Solvation dynamics of the fluorescence probe, coumarin 102, in anionic surfactant, sodium alkyl sulfate (C(n)H(2n+1)SO(4)Na; n = 8, 10, 12, and 14), and cationic surfactant, alkyltrimethylammonium bromide (C(n)H(2n+1)N(CH(3))(3)Br; n = 10, 12, 14, and 16), micelle solutions have been investigated by a picosecond streak camera system. The solvation dynamics in the time range of 10(-10)-10(-8) s is characterized by a biexponential function. The faster solvation time constants are about 110-160 ps for both anionic and cationic micelle solutions, and the slower solvation time constants for sodium alkyl sulfate and alkyltrimethylammonium bromide micelle solutions are about 1.2-2.6 ns and 450-740 ps, respectively. Both the faster and the slower solvation times become slower with longer alkyl chain surfactant micelles. The alkyl-chain-length dependence of the solvation dynamics in both sodium alkyl sulfate and alkyltrimethylammonium bromide micelles can be attributed to the variation of the micellar surface density of the polar headgroup by the change of the alkyl chain length.
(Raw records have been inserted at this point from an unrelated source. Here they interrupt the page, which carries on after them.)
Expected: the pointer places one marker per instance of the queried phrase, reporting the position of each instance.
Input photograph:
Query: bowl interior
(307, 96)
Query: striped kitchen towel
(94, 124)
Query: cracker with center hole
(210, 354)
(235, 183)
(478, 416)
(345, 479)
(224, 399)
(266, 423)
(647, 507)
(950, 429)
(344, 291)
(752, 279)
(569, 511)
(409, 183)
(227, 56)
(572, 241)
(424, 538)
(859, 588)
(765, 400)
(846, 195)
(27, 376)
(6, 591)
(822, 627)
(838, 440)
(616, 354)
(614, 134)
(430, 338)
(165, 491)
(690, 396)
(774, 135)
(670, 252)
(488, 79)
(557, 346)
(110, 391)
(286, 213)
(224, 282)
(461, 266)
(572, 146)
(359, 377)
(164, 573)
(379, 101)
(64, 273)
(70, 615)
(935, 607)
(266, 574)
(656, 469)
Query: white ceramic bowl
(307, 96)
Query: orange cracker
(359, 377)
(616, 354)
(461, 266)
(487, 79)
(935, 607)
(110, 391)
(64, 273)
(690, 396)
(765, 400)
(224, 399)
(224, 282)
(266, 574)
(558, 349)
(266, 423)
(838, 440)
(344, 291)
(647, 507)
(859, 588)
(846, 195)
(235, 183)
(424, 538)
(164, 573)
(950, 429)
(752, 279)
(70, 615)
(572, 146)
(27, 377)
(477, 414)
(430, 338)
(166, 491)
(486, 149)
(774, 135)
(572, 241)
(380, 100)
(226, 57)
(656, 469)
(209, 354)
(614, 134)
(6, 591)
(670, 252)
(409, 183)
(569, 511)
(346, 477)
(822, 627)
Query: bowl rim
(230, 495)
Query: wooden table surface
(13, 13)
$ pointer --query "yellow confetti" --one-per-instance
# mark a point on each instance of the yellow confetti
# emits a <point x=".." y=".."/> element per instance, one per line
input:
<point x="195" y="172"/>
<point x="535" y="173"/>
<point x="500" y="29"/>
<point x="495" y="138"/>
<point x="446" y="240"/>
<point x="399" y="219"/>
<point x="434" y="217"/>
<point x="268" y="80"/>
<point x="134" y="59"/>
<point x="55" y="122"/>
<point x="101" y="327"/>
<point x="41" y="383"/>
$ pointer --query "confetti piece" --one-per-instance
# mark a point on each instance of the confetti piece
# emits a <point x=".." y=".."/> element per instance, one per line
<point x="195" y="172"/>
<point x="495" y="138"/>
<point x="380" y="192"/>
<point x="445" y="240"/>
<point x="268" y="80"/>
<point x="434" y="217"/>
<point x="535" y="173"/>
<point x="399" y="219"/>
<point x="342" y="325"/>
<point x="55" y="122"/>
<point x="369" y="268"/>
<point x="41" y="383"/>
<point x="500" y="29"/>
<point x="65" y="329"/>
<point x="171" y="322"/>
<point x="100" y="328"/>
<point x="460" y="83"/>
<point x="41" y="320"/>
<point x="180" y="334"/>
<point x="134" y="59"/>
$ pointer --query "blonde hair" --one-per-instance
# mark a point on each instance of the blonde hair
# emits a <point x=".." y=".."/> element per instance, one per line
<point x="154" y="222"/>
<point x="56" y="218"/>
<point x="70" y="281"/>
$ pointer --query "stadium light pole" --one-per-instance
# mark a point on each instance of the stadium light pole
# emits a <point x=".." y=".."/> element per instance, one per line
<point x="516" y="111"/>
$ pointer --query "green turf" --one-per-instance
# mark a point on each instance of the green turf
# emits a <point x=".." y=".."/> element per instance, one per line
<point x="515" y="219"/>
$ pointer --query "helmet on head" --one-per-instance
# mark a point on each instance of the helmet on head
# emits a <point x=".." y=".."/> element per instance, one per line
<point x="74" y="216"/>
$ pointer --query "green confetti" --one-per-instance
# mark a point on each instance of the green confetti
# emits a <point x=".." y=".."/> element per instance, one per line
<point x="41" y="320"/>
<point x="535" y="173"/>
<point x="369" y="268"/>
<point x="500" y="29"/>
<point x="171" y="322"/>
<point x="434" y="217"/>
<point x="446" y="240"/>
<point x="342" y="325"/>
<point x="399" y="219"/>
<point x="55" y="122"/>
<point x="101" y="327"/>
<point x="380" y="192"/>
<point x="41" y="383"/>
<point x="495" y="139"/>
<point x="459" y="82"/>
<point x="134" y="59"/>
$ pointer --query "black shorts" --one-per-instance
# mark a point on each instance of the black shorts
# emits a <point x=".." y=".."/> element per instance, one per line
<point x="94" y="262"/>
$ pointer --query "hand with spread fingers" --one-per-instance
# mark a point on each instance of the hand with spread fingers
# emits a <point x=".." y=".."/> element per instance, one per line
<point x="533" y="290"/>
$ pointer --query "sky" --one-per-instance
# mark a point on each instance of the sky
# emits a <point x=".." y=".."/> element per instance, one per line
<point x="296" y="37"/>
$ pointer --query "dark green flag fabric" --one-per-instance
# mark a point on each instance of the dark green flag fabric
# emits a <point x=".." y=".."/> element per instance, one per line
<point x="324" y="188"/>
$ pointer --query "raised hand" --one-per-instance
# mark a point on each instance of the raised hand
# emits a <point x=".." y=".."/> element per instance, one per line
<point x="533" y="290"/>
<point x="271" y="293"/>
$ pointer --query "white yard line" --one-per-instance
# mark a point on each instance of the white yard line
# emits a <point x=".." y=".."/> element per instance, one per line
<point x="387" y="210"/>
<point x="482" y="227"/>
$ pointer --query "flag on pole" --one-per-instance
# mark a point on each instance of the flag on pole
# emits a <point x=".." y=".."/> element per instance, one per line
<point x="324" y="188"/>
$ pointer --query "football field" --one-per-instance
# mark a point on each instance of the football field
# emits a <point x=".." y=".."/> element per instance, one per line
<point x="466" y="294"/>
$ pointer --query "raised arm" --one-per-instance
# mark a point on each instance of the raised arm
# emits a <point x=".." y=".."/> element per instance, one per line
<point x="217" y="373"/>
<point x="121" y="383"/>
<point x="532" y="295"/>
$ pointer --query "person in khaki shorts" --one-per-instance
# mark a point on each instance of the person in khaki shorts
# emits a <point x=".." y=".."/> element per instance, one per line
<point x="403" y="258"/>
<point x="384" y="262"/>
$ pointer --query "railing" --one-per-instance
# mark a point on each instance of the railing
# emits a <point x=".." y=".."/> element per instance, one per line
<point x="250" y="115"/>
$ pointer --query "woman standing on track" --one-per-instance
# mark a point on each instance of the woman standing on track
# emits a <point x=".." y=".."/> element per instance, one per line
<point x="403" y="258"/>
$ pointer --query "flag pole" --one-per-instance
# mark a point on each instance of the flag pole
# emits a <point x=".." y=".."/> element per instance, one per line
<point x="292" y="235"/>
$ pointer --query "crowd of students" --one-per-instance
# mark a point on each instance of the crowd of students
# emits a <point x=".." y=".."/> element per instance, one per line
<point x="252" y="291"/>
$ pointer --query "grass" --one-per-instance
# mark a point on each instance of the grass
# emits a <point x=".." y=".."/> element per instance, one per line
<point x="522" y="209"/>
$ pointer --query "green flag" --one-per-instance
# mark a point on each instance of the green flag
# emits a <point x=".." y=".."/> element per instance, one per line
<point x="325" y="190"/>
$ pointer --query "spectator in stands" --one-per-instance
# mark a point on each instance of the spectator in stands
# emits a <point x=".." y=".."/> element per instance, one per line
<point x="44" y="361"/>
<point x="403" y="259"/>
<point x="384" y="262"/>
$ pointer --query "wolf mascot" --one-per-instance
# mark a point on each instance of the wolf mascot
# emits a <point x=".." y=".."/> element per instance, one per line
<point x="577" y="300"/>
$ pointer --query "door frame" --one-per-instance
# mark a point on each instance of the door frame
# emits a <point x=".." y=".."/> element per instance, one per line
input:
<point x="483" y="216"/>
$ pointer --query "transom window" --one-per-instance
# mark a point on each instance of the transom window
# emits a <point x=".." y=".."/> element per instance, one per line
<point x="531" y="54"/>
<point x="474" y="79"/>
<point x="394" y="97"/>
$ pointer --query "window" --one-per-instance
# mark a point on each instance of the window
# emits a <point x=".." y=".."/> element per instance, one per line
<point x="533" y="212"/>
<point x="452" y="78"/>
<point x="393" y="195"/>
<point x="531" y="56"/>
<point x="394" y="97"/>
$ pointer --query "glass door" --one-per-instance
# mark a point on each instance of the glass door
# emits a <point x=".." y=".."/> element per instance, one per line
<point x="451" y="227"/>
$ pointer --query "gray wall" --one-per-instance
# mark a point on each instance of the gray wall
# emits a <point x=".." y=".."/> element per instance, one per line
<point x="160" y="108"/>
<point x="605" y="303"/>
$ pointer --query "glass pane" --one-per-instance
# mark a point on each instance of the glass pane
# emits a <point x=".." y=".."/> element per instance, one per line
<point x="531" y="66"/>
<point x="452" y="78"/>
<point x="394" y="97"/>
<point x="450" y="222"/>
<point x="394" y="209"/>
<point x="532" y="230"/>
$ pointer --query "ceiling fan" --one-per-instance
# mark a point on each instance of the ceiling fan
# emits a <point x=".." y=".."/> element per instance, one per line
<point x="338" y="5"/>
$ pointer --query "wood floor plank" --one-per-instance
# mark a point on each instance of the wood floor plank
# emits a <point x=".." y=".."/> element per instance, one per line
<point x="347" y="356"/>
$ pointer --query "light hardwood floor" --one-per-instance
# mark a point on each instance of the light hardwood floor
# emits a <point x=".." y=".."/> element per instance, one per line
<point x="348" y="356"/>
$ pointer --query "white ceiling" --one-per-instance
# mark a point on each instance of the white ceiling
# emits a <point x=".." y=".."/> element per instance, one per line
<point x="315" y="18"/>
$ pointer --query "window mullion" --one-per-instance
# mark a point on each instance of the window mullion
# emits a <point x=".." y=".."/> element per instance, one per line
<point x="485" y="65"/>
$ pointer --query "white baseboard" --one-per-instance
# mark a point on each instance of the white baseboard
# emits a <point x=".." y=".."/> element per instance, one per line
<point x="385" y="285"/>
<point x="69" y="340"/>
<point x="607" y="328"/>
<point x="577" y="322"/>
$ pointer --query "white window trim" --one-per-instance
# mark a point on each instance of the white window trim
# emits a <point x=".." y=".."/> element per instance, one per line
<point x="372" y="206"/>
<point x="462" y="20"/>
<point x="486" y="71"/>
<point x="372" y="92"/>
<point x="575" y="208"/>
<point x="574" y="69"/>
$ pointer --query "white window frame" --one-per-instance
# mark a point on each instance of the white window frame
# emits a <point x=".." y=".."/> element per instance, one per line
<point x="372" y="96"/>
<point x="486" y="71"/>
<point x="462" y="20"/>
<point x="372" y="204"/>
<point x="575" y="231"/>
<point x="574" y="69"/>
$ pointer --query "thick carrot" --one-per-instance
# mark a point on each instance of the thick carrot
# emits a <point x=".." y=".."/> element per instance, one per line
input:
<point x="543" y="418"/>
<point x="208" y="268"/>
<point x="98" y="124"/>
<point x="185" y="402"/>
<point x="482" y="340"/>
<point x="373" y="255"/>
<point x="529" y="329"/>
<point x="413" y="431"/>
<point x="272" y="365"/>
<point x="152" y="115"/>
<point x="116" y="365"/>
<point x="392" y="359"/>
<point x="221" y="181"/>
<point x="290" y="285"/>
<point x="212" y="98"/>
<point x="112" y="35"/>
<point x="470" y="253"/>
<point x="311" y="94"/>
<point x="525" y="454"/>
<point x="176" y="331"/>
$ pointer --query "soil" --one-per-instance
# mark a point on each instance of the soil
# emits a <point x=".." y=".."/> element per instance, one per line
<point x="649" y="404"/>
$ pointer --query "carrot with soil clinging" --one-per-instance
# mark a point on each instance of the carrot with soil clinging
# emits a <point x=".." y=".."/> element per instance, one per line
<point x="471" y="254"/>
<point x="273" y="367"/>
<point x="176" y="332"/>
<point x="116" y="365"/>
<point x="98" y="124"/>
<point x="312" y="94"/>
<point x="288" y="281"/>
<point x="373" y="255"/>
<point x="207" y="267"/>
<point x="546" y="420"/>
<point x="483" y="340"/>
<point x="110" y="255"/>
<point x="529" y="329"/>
The slower solvation time constants of sodium alkyl sulfate micelle solutions are about 3.5 times slower than those of alkyltrimethylammonium bromide micelle solutions for the same alkyl-chain-length surfactants. The interaction energies of the geometry optimized mimic clusters (H(2)O-C(2)H(5)SO(4)(-) and H(2)O-C(2)H(5)N(CH(3))(3)(+)) have been estimated by the density functional theory calculations to understand the interaction strengths between water and alkyl sulfate and alkyltrimethylammonium headgroups. The difference of the slower solvation time constants between sodium alkyl sulfate and alkyltrimethylammonium bromide micelle solutions arises likely from their different specific interactions.